Thursday, January 23, 2014

Could a forest be the next great World Heritage site?

Where is it? Australia, NOT the USA. Think about it.

The Greater Blue Mountains Area (click here) consists of 1.03 million ha of sandstone plateaux, escarpments and gorges dominated by temperate eucalypt forest. The site, comprised of eight protected areas, is noted for its representation of the evolutionary adaptation and diversification of the eucalypts in post-Gondwana isolation on the Australian continent. Ninety-one eucalypt taxa occur within the Greater Blue Mountains Area which is also outstanding for its exceptional expression of the structural and ecological diversity of the eucalypts associated with its wide range of habitats. The site provides significant representation of Australia's biodiversity with ten percent of the vascular flora as well as significant numbers of rare or threatened species, including endemic and evolutionary relict species, such as the Wollemi pine, which have persisted in highly-restricted microsites.

This is what the USA does to their old growth forests. They argue about the right for the trees to exist while it's indicator species becomes dangerously endangered. It doesn't matter the forest exists and is beautiful and important, the blasted land isn't producing as much PROFITS as it SHOULD.

By Chuck Bolsinger 
Published: Saturday, October 15, 2011, 12:03 PM
As Oregonians (click here) once again debate the topic of forest management, an old question comes up: How much old-growth forest was here before Europeans arrived? Some believe the whole Northwest was a sea of old trees, an impression one could get reading Stewart Holbrook's books, "Burning an Empire" and "Fifty Years in the Timber," though he did not say as much. At the other extreme are those who insist there were more brushfields and young stands than old-growth when Europeans arrived.

One might ask, Who cares? Why can't folks agree on a number and move on? Actually, the old-growth disagreement is a fallout of the philosophical differences between environmentalists and the timber industry, and the notion some hold that public forests should be managed to preserve as much old-growth in perpetuity as they "originally" had. Which would encourage industry folks to promote the idea of little original old-growth, and environmentalists to favor a lot....

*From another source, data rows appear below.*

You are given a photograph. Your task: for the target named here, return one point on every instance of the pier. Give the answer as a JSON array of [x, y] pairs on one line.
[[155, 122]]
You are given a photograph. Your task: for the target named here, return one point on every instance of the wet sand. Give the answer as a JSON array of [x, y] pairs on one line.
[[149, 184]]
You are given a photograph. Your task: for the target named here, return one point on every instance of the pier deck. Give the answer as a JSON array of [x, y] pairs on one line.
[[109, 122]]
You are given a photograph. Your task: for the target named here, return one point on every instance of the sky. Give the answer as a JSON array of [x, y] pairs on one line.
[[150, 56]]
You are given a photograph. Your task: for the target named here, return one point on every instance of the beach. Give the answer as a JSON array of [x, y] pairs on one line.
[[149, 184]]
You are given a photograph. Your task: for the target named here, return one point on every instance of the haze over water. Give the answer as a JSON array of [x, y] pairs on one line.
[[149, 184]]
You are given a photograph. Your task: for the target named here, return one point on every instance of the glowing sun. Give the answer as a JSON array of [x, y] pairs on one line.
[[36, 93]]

Who cares if all that beautiful land was forested with dense forest, it is OLD GROWTH and sustainable. Forests always start out as small crops of trees and GUESS WHAT, they produce seeds that are carried by wind, water or animal vectors and the forest becomes larger and larger over decades and then centuries.

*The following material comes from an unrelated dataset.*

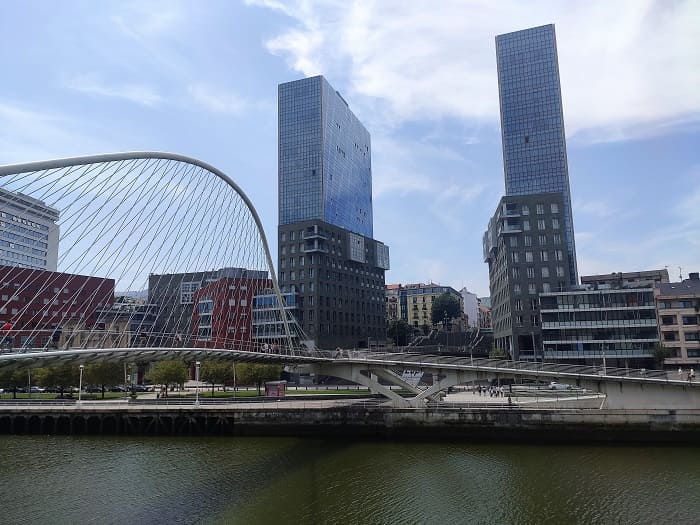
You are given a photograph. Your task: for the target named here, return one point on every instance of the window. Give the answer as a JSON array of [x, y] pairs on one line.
[[187, 290]]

How many Americans know the size of the Redwoods and Sequoias were the size of the entire continent of trees within North America? The longer a tree lives, no matter the species of trees it enters Old Age and have incredible diameters and an upper canopy that touches the sky. The argument of the lumber industry only PROVES they can't wait for a tree to reach it's minimal girth in order to cut it down. The lumber industry has no clue as to what a real forest actually looks like. In this case in Oregon, their argument is completely void of competency, knowledge or morality.